Maxim MAX188CMJP, MAX188CEWP, MAX188CEPP, MAX188CEAP, MAX188CCWP Datasheet

...
_______________General Description
The MAX186/MAX188 are 12-bit data-acquisition sys­tems that combine an 8-channel multiplexer, high-band­width track/hold, and serial interface together with high conversion speed and ultra-low power consumption. The devices operate with a single +5V supply or dual ±5V supplies. The analog inputs are software config­urable for unipolar/bipolar and single-ended/differential operation.
The 4-wire serial interface directly connects to SPI™, QSPI™ and Microwire™ devices without external logic. A serial strobe output allows direct connection to TMS320 family digital signal processors. The MAX186/MAX188 use either the internal clock or an external serial-interface clock to perform successive-approximation A/D conver­sions. The serial interface can operate beyond 4MHz when the internal clock is used.
The MAX186 has an internal 4.096V reference while the MAX188 requires an external reference. Both parts have a reference-buffer amplifier that simplifies gain trim .
The MAX186/MAX188 provide a hard-wired SHDN pin and two software-selectable power-down modes.

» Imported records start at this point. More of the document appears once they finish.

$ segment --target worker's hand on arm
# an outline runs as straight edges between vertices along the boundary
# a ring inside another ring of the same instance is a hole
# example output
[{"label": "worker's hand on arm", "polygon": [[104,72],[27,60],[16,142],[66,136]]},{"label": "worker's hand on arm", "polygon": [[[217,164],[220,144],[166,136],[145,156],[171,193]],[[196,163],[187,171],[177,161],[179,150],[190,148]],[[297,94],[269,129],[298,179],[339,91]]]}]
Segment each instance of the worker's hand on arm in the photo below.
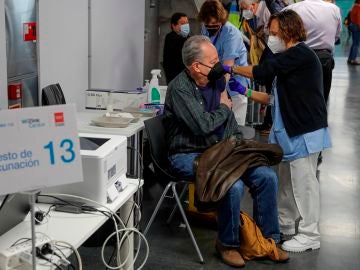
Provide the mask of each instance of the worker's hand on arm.
[{"label": "worker's hand on arm", "polygon": [[245,95],[246,87],[233,77],[229,80],[229,88],[231,91],[238,92],[240,95]]},{"label": "worker's hand on arm", "polygon": [[224,65],[224,64],[223,64],[223,69],[224,69],[224,71],[225,71],[226,73],[231,74],[231,66],[228,66],[228,65]]},{"label": "worker's hand on arm", "polygon": [[232,108],[232,101],[228,96],[227,91],[223,91],[220,95],[220,104],[224,104],[228,106],[228,108],[231,110]]}]

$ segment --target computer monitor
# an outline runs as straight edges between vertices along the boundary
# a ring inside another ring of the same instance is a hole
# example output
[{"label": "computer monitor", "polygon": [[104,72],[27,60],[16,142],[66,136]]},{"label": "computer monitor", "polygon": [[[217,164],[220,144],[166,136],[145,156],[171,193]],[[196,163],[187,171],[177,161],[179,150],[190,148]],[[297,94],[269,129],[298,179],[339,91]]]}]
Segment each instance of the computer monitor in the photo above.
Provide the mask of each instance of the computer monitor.
[{"label": "computer monitor", "polygon": [[25,219],[30,211],[30,196],[22,193],[4,196],[0,203],[0,236]]}]

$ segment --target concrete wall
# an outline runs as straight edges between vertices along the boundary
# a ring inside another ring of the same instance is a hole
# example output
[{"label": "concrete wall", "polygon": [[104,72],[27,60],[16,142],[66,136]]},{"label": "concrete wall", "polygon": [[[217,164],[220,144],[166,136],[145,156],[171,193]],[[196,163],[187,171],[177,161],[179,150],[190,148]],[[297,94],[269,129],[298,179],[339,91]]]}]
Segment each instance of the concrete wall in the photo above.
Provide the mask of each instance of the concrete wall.
[{"label": "concrete wall", "polygon": [[0,0],[0,110],[7,109],[5,1]]}]

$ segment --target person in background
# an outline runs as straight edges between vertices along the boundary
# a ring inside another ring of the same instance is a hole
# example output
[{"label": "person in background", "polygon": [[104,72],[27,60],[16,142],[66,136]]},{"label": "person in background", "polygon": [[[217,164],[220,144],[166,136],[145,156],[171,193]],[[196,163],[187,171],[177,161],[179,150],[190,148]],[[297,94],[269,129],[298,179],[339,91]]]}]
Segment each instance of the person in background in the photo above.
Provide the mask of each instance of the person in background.
[{"label": "person in background", "polygon": [[253,30],[256,31],[262,28],[265,35],[269,34],[268,22],[270,18],[270,11],[266,3],[262,0],[239,0],[239,6],[242,9],[242,15],[246,20],[255,19]]},{"label": "person in background", "polygon": [[233,91],[274,104],[269,142],[279,144],[284,152],[279,165],[278,209],[281,233],[293,236],[282,249],[291,252],[320,248],[317,158],[331,146],[321,64],[305,40],[303,22],[295,11],[273,14],[268,46],[277,55],[257,66],[232,68],[233,73],[254,79],[276,76],[273,95],[246,89],[233,79],[229,82]]},{"label": "person in background", "polygon": [[[255,27],[255,29],[253,29],[254,32],[265,43],[265,48],[259,58],[259,63],[261,63],[265,59],[272,58],[274,54],[266,46],[266,42],[269,35],[268,23],[271,13],[267,8],[265,1],[239,0],[239,5],[242,9],[242,14],[244,19],[253,20],[255,22],[250,25],[254,25]],[[251,64],[258,64],[258,63],[251,63]],[[255,83],[264,85],[266,92],[271,93],[272,82],[273,79],[269,78],[267,81],[255,82]],[[254,126],[254,128],[260,132],[260,135],[267,136],[269,135],[270,128],[272,126],[271,110],[270,108],[267,108],[266,105],[262,104],[260,108],[260,112],[262,112],[264,115],[264,121],[262,122],[262,124]]]},{"label": "person in background", "polygon": [[163,67],[167,84],[185,69],[181,58],[181,49],[190,34],[190,25],[186,14],[174,13],[171,16],[170,27],[171,32],[165,37],[163,51]]},{"label": "person in background", "polygon": [[360,65],[360,62],[356,60],[360,44],[360,0],[355,0],[355,3],[351,8],[350,23],[348,27],[352,37],[348,64]]},{"label": "person in background", "polygon": [[[194,160],[222,139],[242,134],[231,111],[232,102],[225,89],[225,78],[216,48],[208,37],[190,37],[183,47],[186,70],[168,86],[164,125],[167,131],[169,161],[174,173],[194,177]],[[220,66],[220,69],[219,69]],[[244,185],[254,198],[254,219],[264,237],[280,240],[276,207],[277,177],[268,166],[247,169],[226,192],[218,206],[216,251],[223,262],[245,265],[239,253],[240,201]],[[288,254],[277,248],[278,262]]]},{"label": "person in background", "polygon": [[[239,29],[227,21],[228,13],[219,0],[208,0],[200,8],[198,15],[202,23],[201,33],[210,38],[217,49],[220,61],[226,65],[247,65],[247,50]],[[226,75],[226,81],[230,78]],[[244,85],[249,80],[236,76],[236,80]],[[227,87],[227,90],[228,87]],[[229,91],[235,114],[239,125],[244,126],[247,112],[247,98],[236,92]]]},{"label": "person in background", "polygon": [[[266,0],[268,8],[275,1],[277,0]],[[305,43],[315,51],[322,66],[324,97],[327,103],[331,89],[332,71],[335,66],[335,43],[340,39],[342,26],[340,9],[324,0],[304,0],[291,4],[285,9],[296,11],[304,22],[307,33]],[[270,8],[269,10],[271,12],[281,11],[281,9],[271,10]]]}]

Accessing the serial interface automatically powers up the devices, and the quick turn-on time allows the MAX186/MAX188 to be shut down between every conversion. Using this technique of powering down between conversions, supply current can be cut to under 10µA at reduced sampling rates.
The MAX186/MAX188 are available in 20-pin DIP and SO packages, and in a shrink small-outline package (SSOP), that occupies 30% less area than an 8-pin DIP. For applications that call for a parallel interface, see the MAX180/MAX181 data sheet. For anti-aliasing filters, consult the MAX274/MAX275 data sheet.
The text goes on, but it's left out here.